Cluster analysis lecture notes
In Winter Term 2017/2018 I was substitute professor at Univeristy Heidelberg, and giving the lecture “Knowledge Discovery in Databases”, i.e., the data mining lecture.
While I won’t make all my slides available, I decided to make the chapter on cluster analysis available. Largely, because there do not appear to be good current books on this topic. Many of the books on data mining barely cover the basics. And I am constantly surprised to see how little people know beyond k-means. But clustering is much broader than k-means!
As I hope to give this lecture frequently at some point, I appreciate feedback to further improve them. This year, I almost completely reworked them, so there are a lot of things to fine tune.
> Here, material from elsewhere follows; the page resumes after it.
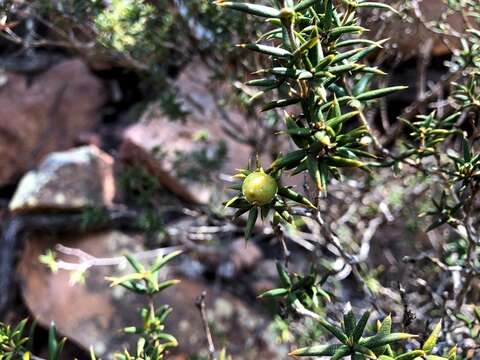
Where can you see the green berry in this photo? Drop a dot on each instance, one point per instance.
(259, 188)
There exist three versions of the slides:
- the screen version, 433 overlays, 6 MB
- the print version, 53 pages, with 3 slides per page, 4 MB
- the lecturers version, 80 pages, 2 slides each, with additional - private - notes of what I explain on the blackboard only
These slides took me about 9 sessions of 90 minutes each.
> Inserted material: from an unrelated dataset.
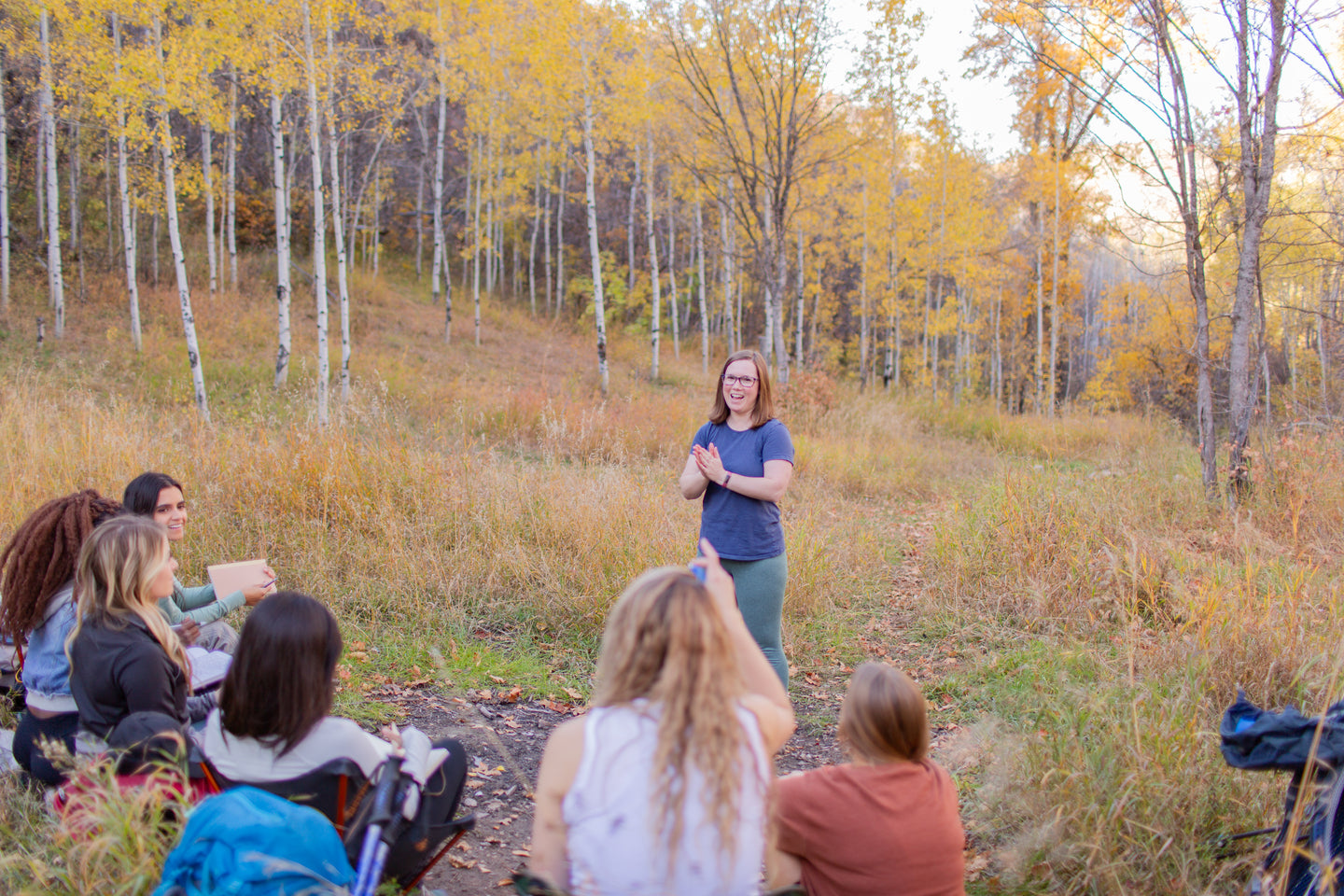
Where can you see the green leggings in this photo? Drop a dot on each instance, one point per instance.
(760, 584)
On one hand, I was not very fast this year, and I probably need to cut down on
the extra blackboard material, too. Next time, I would try to use at most 8 sessions for this,
to be able to cover other important topics such as outlier detection in more detail, that were
a bit too short this time.
I hope the slides will be interesting and useful, and I would appreciate if you give me credit, e.g., by citing my work appropriately.